Ross dedicates his book to Hao Huijun and Chen Guo as well as other former members of sects who have moved on to find freedom of the mind. Hao and her daughter Chen Guo who used to be members of Falun Gong are survivors of self-immolation bids. Their tragedy of setting themselves on fire to strengthen the force of Falun Gong shows that the sect, like almost all other sects, teaches its followers not to think. Falun Gong followers strongly believe that practicing Falun Gong can cure ailments, from brain cancer to arthritis.

Falun Gong founder Li Hongzhi, according to Ross's book, has also told his adherents that they will appear younger and the elderly will have fewer wrinkles, which will eventually disappear, if they follow his teachings. More absurdly, he claims that women will get back their menstrual cycle.

All that Falun Gong teaches its adherents are obviously contrary to scientific principles and even common sense.

Yet why do people fall prey to destructive sects such as Falun Gong or the East Lightning cult? The fact that many elderly people were fooled into buying healthcare products that proved useless or even harmful to their health testifies to the sect mentality. Such people's gullibility comes from their wish to achieve what is beyond their means. Some wish to remain in the pink of health throughout their life, some are desperate to remain forever young while others hope that their adherence to a belief will keep them alive forever.

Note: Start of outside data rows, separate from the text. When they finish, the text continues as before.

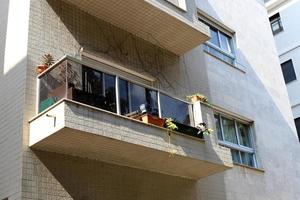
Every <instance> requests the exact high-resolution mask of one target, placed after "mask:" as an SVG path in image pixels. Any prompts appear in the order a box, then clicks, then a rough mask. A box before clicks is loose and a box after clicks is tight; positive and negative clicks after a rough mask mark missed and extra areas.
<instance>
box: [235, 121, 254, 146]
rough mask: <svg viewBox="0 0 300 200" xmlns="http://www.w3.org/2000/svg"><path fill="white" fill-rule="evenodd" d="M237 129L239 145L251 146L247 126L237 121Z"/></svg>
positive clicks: (250, 143)
mask: <svg viewBox="0 0 300 200" xmlns="http://www.w3.org/2000/svg"><path fill="white" fill-rule="evenodd" d="M237 129H238V134H239V139H240V145H243V146H246V147H251V140H250V133H249V126H247V125H245V124H241V123H237Z"/></svg>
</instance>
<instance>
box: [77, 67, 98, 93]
mask: <svg viewBox="0 0 300 200" xmlns="http://www.w3.org/2000/svg"><path fill="white" fill-rule="evenodd" d="M82 72H83V91H84V92H87V93H90V94H95V95H102V94H103V92H102V91H103V80H102V72H99V71H96V70H94V69H92V68H89V67H83V69H82Z"/></svg>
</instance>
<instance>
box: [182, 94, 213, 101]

The semi-literate and undereducated who know little about the world and lack reason can easily fall prey to a sect. This is why Ross says that the key means of responding to destructive cults has always been education. The power of education can protect people from destructive cults. Knowledge about how destructive cults work will help people foil their recruitment tactics and exploitative means. Ross's book provides such knowledge.

The author writer is a senior writer with China Daily.